The usual dilemma: (1) some apps out there might have been tested to perform well with the present fast-failing lookup
, (2) other apps might rather use lookup
with success expectation and benefit from a switch to non-fast-failing. Without a field study, we wouldn't know.
In the absence of real-world data, I can only recommend the conservative path: Leave lookup
as it is, but fork it into 2 new variants (e.g. findMaybe
and query
, or lookupShouldSucceed
and lookupMayFail
) that bring the issue to the attention of the user. Possibly deprecate lookup
, but then it is only deprecated for IntMap
, where we strive for a uniform interface for all the collections, and there, lookup
does not split... (complications, sigh!).
We might be overthinking this. The performance difference isn't so great that this change would be worse to some than other likely-optimizations that in the past were simply introduced in prior versions. So making a change should be fine I believe. This does not help us in deciding whether there to make that change or not. Gut feeling says yes: it makes the run time of the function more uniform in general.
Here is how it looks on the original benchmark, the same benchmark with 50% hits, with 90% hits and with all failures:
How did you set up the “all failures” test?
I expect that an “all failures (but uniform distribution of keys)” will behave very different from “all failures (but existing keys are far away from the queries)”. In fact, I expect for usages where the keys of the failed lookups are “within” the range of the existing values, the new code is actually faster for the failed lookups too.
That makes me wonder if it is justifiable to just use new code always?
@nomeata I did not do anything sensible. The current benchmark has keys 12..2^12
so I just shifted them all by 2^12
. In general the IntMap
benchmarks could do with some attention - I'll see if I can add something a bit more reasonable in this change.
@nomeata Your suspicion was correct, if we use lookup on lots of near-misses then the new version is faster.
@sjakobi When making these changes it would be nice to know how it impacts GHC as a real-world consumer of IntMap, do you have any advice on how to do that?
JFTR, conversation has continued at https://github.com/haskell/containers/pull/800
@sjakobi When making these changes it would be nice to know how it impacts GHC as a real-world consumer of IntMap, do you have any advice on how to do that?
Yes, that would be very good to check! Unfortunately I'm not aware of any good documentation on doing this – although it should definitely exist, either in the GHC wiki or even in this repo.
The basic process is that you update the libraries/containers
submodule in GHC to use your branch and then build some sample modules, comparing allocations and timings against a build with an unmodified GHC. Cabal
is a popular sample package to test, because it's directly available in libraries/Cabal
and doesn't have additional dependencies.

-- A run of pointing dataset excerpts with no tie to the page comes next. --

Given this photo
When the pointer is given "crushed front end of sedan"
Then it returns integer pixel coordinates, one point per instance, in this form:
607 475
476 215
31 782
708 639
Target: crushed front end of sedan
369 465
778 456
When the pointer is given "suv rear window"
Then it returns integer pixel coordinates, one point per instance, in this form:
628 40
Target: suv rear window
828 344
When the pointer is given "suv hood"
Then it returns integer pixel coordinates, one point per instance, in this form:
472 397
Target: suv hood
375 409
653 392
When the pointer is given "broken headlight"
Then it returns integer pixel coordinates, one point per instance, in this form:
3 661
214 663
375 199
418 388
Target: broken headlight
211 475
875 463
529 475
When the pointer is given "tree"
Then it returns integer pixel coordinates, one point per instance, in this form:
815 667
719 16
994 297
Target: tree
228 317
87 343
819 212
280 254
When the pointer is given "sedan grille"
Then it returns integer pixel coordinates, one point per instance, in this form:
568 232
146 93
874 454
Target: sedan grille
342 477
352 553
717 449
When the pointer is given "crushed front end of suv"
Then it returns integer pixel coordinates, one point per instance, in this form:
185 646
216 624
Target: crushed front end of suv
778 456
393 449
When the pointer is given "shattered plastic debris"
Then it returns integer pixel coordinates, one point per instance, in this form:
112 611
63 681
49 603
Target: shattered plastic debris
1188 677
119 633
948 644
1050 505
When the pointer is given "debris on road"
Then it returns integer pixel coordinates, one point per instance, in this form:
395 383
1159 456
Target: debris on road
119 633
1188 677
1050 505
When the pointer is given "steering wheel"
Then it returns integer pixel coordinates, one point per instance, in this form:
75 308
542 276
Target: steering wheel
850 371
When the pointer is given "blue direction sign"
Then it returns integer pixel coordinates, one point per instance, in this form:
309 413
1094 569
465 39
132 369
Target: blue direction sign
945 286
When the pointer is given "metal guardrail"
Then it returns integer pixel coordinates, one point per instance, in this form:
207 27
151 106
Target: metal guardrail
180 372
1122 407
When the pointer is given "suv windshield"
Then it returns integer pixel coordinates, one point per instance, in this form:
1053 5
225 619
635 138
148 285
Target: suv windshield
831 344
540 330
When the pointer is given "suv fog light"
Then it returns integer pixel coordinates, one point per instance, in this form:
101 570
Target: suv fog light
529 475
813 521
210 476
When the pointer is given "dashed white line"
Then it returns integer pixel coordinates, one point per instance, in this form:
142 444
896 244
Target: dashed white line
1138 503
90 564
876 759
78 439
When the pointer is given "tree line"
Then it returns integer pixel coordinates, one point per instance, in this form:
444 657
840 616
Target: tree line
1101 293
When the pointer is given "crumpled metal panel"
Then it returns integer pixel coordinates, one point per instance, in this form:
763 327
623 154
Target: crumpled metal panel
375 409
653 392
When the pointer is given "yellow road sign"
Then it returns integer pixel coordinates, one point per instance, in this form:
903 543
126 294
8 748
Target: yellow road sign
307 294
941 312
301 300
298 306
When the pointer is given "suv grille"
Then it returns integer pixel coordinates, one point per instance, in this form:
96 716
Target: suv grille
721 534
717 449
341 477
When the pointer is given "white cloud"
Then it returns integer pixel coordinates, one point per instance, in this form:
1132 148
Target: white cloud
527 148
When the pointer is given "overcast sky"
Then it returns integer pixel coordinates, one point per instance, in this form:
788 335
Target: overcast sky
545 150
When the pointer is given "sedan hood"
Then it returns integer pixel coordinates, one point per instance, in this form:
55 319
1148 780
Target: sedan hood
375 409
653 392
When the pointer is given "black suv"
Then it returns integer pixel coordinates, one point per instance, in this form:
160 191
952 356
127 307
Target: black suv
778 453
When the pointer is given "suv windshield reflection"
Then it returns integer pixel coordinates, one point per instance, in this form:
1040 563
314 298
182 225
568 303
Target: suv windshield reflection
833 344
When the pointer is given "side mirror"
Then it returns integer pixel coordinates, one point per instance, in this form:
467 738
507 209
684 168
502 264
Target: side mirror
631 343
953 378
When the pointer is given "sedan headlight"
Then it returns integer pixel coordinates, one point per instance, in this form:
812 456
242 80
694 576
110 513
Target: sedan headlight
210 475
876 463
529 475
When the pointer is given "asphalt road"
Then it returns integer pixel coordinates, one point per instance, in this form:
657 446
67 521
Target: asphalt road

I've previously done a tiny bit of testing for #340: See https://github.com/haskell/containers/pull/340#issuecomment-610400875
@doyougnu has done more testing and may have better advice: https://github.com/haskell/containers/pull/340#issuecomment-886565961
comparing allocations and timings
allocations will be useless here, I expect, as (laziness aside) both functions should allocate the same (the return Just/Nothing). Also make sure to change find
as well, I assume GHC uses that a lot as well. Timing is always quite noisy though. For this one, I’d consider a comparison of instruction count a good first indication, though.
Ben Gamari gave me some ideas for what to do in order to measure a cabal build, just waiting on GHC to re-build.
You can read through the commits in this branch to get a step-by-step guide on altering the boot libs (although I'm adding two boot libs in that branch). Instead of adding a boot lib you would just be changing its ref
in $GHC_ROOT/.gitmodules
and updating the submodule.
You'll want to mimic this commit: https://gitlab.haskell.org/doyougnu/ghc/-/commit/297fe09edbfab7c5a358b0485090a4ed8121f427
And these docs will be useful: https://gitlab.haskell.org/ghc/ghc/-/wikis/working-conventions/git/submodules
If you run into trouble I can test it out sometime next week or continue to offer advice here.
I'm +1 for this change and would be interested in observing of ghc
reacts to this increase in lookup misses.